En date du 7 novembre 2013, le projet de loi-cadre contient dix articles créant notamment des nouveaux principes du droit de l’environnement et un conseil d’administration pour l’Agence. Ainsi il est créé un « principe de rattachement » inséré dans le chapitre « Institutions intervenant dans le domaine de la protection de l’environnement » du Code de l’environnement. L’objectif de cet article est de permettre à l’Agence française pour la biodiversité (AFB) une mise en commun de compétences et de moyens avec d’autres établissements ayant, parmi leurs missions, des objectifs de protection de la biodiversité. Cet article fait donc office de compromis entre les organismes existants et la nouvelle agence. De nombreux experts regrettent l’absence du « principe de non-régression ».

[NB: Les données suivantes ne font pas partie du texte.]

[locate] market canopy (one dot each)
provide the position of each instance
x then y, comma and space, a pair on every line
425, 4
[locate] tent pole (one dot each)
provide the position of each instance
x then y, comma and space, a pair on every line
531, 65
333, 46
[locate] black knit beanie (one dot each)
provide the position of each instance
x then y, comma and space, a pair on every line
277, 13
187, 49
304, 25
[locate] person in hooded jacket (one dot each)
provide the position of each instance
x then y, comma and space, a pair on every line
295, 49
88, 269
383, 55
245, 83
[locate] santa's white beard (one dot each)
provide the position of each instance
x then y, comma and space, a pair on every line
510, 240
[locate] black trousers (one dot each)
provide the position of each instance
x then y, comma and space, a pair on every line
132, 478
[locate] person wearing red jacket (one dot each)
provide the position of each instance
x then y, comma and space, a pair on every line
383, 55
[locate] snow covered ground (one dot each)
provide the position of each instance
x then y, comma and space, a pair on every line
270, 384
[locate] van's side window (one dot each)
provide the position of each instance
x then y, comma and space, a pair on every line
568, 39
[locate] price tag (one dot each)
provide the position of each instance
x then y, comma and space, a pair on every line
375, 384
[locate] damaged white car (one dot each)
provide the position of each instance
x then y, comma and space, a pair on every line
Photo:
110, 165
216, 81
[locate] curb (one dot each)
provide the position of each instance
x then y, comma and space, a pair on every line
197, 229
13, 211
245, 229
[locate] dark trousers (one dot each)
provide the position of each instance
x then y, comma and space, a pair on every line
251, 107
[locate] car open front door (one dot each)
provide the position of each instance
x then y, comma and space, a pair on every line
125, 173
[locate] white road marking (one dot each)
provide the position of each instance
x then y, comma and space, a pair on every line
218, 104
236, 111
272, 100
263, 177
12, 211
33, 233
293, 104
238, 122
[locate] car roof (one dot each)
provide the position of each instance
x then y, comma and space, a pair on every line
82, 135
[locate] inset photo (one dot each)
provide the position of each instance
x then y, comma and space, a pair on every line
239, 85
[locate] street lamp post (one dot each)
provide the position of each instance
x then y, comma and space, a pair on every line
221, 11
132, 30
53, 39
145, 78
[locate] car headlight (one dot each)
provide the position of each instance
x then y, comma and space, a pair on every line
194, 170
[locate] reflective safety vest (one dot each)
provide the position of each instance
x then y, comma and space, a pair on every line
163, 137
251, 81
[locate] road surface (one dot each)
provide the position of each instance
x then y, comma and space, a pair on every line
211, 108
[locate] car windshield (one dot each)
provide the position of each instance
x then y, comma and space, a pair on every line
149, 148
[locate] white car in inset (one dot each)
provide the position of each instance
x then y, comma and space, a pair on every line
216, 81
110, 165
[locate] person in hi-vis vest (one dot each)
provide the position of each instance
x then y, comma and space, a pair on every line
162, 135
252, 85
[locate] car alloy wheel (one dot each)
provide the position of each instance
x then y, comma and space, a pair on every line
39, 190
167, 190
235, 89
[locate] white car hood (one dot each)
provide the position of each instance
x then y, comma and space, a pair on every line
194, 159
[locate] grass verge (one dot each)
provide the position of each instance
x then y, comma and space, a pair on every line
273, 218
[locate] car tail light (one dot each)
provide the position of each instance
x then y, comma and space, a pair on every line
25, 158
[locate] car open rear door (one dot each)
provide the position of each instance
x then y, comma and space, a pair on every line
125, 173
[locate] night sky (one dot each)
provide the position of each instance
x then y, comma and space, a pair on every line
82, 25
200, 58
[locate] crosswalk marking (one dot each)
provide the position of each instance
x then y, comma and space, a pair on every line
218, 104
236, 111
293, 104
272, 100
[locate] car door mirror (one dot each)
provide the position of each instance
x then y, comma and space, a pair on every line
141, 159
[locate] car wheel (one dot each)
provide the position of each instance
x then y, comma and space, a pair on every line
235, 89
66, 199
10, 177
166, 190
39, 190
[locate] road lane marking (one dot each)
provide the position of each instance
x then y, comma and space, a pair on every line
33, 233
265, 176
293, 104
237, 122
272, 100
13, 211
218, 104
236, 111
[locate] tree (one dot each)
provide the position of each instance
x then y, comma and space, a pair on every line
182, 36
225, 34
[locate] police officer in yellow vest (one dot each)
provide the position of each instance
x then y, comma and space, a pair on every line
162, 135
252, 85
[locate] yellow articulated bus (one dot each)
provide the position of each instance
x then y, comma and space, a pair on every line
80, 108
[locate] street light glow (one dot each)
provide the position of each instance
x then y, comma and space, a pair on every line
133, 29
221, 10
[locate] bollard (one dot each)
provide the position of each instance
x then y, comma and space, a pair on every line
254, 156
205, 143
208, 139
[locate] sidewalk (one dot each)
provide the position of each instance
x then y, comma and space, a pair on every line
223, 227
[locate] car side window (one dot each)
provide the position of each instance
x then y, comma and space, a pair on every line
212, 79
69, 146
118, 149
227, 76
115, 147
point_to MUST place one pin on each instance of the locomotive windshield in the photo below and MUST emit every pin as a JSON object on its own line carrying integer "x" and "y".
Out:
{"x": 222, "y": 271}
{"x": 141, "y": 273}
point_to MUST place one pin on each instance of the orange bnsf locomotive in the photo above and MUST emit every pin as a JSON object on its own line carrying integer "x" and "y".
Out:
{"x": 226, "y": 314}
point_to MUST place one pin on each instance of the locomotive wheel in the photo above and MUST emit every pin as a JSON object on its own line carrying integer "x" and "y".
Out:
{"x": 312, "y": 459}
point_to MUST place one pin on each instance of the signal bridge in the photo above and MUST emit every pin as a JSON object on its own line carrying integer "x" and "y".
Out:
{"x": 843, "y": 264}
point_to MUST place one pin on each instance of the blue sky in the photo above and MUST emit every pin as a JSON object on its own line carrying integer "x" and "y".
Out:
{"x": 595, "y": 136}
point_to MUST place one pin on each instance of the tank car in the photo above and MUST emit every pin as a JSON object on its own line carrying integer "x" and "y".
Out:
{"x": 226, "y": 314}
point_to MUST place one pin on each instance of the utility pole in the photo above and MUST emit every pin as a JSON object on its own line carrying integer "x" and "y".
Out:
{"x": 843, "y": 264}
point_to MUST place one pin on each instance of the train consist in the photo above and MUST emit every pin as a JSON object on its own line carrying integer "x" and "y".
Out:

La gouvernance de l’Agence sera assurée par conseil d’administration composé de deux collèges. Le « premier collège » sera constitué de représentants des ministères et des établissement publics nationaux représentant au moins la moitié du conseil. Le « deuxième collège » comprendra des représentants des collectivités territoriales, des représentants d’associations agréées de protection de l’environnement, des gestionnaires d’espaces naturels et un représentant élu des personnels de l’agence. Alors que deux députés et deux sénateurs siègeront aussi dans ce conseil, il sera permis de regretter l’absence de scientifiques. Enfin, dans un contexte économiquement difficile, de nombreuses pistes de financement sont lancées mais elles ne sont ni convaincantes ni suffisamment détaillées pour savoir de quoi il s’agira vraiment et il est à craindre que l’Agence ne soit pas pourvue des moyens de son ambition.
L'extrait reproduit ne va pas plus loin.